A luta contra uma doença grave vai muito além dos medicamentos e dos procedimentos médicos. Em muitos casos, a sobrevivência do paciente depende diretamente de um gesto simples e voluntário: a doação de sangue.
Em Cuiabá, a família de Márcio Luiz Brenner, de 42 anos, iniciou uma mobilização para buscar doadores após o banco de sangue informar a redução dos estoques. Márcio foi diagnosticado há cerca de dez dias com Leucemia Linfoblástica Aguda Precursor B com Cromossomo Philadelphia Positivo, um tipo agressivo de câncer que afeta as células do sangue.
Internado no Hospital Jardim Cuiabá, ele está sendo submetido a sessões intensivas de quimioterapia e necessita de transfusões frequentes para auxiliar no tratamento. Casado e pai de dois filhos pequenos, Márcio também aguarda a chegada do terceiro filho, prevista para as próximas semanas.
Em mensagem compartilhada com amigos e familiares, a esposa, Patrícia Brenner, relatou a situação enfrentada pela família e fez um apelo à solidariedade da população.
Segundo ela, o banco de sangue entrou em contato informando que os estoques estão baixos e solicitando a mobilização de pelo menos 40 doadores para ajudar a garantir a continuidade do tratamento.
O caso chama atenção para uma realidade enfrentada diariamente pelos hospitais brasileiros. Pacientes em tratamento contra o câncer, vítimas de acidentes, pessoas submetidas a cirurgias de grande porte e portadores de doenças hematológicas dependem constantemente das doações para sobreviver.
De acordo com especialistas da área da saúde, uma única bolsa de sangue pode beneficiar até quatro pessoas, já que o material coletado é separado em diferentes componentes, como hemácias, plasma, plaquetas e crioprecipitado, utilizados conforme a necessidade de cada paciente.
Apesar da importância do ato, os bancos de sangue frequentemente registram quedas nos estoques, especialmente durante períodos de férias, feriados prolongados e mudanças climáticas que reduzem a procura dos voluntários.

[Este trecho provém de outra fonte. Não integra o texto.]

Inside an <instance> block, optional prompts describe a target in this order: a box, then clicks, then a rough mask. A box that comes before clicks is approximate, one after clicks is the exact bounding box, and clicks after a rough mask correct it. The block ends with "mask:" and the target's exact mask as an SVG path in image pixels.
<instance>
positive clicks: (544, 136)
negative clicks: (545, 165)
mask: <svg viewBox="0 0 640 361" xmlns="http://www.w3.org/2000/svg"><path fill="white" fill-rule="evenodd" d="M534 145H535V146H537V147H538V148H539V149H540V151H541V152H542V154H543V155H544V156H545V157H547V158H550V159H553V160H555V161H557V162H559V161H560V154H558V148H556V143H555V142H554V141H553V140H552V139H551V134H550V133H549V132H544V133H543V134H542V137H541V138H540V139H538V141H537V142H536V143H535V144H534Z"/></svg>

A doação é considerada segura, rápida e pode ser realizada por pessoas saudáveis, com idade entre 16 e 69 anos — menores de idade precisam de autorização dos responsáveis — e peso mínimo de 50 quilos. Antes da coleta, o voluntário passa por uma triagem clínica para garantir a segurança tanto do doador quanto de quem receberá o sangue.
No caso de Márcio Brenner, familiares e amigos reforçam que os voluntários devem informar o nome do paciente no momento da doação para que a contribuição seja contabilizada em apoio ao tratamento.
As doações podem ser realizadas no banco de sangue da Santa Casa de Cuiabá. Para a família, cada doador representa mais do que uma bolsa de sangue: representa uma oportunidade de continuar lutando pela vida.
Em tempos em que os estoques enfrentam constantes oscilações, campanhas como essa reforçam uma mensagem fundamental: doar sangue não salva apenas uma pessoa, mas ajuda a manter toda uma rede de atendimento funcionando e oferece esperança para centenas de pacientes que dependem diariamente desse gesto de solidariedade.